Something’s got to give on Saturday when Miami enters Notre Dame Stadium to take on the Fighting Irish. Both teams are struggling mightily and are in desperate need of a victory.
South Bend, Indiana, is a place where the ‘Canes (4-3) have had little success. In order to break their current three-game skid, they’ll need to win for just the second time in nine games in South Bend. Their only victory there was in 1984. The ‘Canes, who trail in the all-time series 16-7-1, haven’t beaten Notre Dame since a 27-10 triumph in 1989.
“Catholics versus Convicts” is a distant memory in this series, which began in 1955 and most recently was rekindled in 2012 at Chicago’s Soldier Field, a 41-3 rout for the Irish.
Miami head coach Mark Richt is no stranger to Notre Dame Stadium. He didn’t fare much better in that venue either as a player or an assistant coach. He was the starting quarterback for The U in the 1982 game in South Bend, a 16-14 victory for the Irish on a late field goal. It’s a memory Richt still holds today.
“Had a chance to keep a drive going and got stuffed on a short-yardage play, quarterback sneak, and then I think we punted it away, and if I’m not mistaken, Blair Kiel was the quarterback who drove the team down (for a) field goal,” Richt said in his weekly teleconference on Wednesday.
Richt started that game for the injured (shoulder) Jim Kelly. A fifth-year senior, Richt started while ‘Canes freshmen Bernie Kosar and Vinny Testaverde watched and learned.
In 1993, as an assistant coach at Florida State, he was on the sidelines for the “Game of the Century.” The No. 1 Seminoles went into South Bend only to fall, 31-24, to No. 2 Notre Dame.
“I remember that game was just brutally, not so much cold, it was cold, but it was windy,” Richt recalled. “That was the windiest game I’ve ever been a part of where the wind really made a big difference in the ballgame, you know, for both teams.”
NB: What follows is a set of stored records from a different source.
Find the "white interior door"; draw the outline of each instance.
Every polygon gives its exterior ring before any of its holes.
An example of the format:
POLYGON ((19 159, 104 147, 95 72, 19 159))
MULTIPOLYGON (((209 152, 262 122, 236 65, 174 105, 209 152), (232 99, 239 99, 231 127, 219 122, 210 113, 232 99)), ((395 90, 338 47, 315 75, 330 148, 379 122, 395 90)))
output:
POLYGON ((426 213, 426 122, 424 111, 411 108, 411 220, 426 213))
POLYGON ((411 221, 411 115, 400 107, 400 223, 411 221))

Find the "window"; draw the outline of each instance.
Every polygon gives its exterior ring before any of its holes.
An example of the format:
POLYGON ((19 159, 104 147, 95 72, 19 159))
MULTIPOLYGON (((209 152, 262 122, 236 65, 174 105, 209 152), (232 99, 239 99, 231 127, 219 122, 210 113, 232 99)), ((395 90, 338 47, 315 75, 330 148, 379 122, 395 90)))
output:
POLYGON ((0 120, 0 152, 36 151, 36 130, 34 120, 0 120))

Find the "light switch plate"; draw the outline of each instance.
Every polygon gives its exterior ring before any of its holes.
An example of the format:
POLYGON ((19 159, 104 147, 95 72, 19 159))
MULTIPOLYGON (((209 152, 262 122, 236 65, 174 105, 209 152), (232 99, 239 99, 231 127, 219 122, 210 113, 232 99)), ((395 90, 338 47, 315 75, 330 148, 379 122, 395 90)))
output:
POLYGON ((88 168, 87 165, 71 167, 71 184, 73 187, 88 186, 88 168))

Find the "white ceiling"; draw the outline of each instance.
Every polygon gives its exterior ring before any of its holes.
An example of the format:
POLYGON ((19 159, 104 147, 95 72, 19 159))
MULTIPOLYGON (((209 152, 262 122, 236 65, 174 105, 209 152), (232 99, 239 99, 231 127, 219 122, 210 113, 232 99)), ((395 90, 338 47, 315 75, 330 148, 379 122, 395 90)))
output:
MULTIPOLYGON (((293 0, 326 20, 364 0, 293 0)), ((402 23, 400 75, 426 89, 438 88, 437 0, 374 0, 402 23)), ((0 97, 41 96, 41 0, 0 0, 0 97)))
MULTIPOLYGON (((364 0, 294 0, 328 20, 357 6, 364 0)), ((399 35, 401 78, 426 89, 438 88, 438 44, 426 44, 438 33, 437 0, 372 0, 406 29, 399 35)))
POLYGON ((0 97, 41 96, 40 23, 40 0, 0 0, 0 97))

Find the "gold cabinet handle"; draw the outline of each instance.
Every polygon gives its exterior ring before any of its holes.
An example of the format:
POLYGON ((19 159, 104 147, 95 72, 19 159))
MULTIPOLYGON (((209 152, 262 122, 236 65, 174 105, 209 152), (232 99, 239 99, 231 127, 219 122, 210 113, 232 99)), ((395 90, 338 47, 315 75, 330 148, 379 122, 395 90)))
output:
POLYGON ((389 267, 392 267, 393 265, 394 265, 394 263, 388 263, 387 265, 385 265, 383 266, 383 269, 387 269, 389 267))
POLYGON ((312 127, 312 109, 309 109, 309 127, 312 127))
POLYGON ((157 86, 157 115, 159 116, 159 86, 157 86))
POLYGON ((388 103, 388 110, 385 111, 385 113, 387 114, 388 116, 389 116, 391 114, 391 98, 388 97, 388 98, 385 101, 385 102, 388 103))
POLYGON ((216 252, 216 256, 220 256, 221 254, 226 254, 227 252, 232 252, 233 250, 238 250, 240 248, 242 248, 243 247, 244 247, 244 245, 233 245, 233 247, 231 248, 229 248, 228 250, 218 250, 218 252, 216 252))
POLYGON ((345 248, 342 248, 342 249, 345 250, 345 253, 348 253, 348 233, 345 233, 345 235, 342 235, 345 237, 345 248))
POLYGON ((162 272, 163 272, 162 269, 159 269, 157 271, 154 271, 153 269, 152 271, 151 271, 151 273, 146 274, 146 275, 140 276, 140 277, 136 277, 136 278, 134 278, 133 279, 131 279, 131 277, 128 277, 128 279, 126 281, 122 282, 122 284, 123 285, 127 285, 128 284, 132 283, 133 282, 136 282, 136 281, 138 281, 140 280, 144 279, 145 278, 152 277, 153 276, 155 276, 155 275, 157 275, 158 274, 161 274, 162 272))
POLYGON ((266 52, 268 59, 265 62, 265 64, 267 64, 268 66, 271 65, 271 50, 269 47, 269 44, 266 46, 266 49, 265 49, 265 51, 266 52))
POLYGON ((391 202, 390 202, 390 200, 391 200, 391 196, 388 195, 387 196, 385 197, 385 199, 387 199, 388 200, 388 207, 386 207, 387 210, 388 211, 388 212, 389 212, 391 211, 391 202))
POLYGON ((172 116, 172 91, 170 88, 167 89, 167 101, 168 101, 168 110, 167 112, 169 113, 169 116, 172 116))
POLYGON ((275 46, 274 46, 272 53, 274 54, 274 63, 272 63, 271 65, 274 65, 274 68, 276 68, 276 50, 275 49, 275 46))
The weather forecast for Saturday’s game is much nicer, with a high of 71 degrees and little wind expected.
The ‘Canes will need more than good weather to turn the tide — not only in the series but also in the current season. The ‘Canes lead the nation in tackles for loss, averaging 10.1 per game, and are 12th in the country in scoring defense, giving up just 17.3 points per outing. The sputtering offense, one that Richt has been hands-on with this season, must improve. Quarterback Brad Kaaya has played the last three games with an injured throwing shoulder. Defenses are loading up against the run and daring Kaaya to throw downfield.
That’s resulted in an almost nonexistent run game. The ‘Canes rushed for just 62 yards against Florida State and only 42 in their most recent game at Virginia Tech.
“I think that we’ve got to, on both sides of the ball, either run it well or slow down the run game,” Richt said. “We just don’t need to get behind in the score, behind the sticks and feel like we just have to throw the ball every down to win. It’s just not a healthy way to play football.”
Notre Dame head coach Brian Kelly, whose 2-5 Irish have lost four of their last five games, summed up Saturday’s matchup quite succinctly.
“Both these teams are young teams that are looking to gain a foothold in consistency and performance and winning football games,” Kelly said in his weekly teleconference.
One team will shake out of the doldrums, for at least a week anyway, while the other continues to search for answers.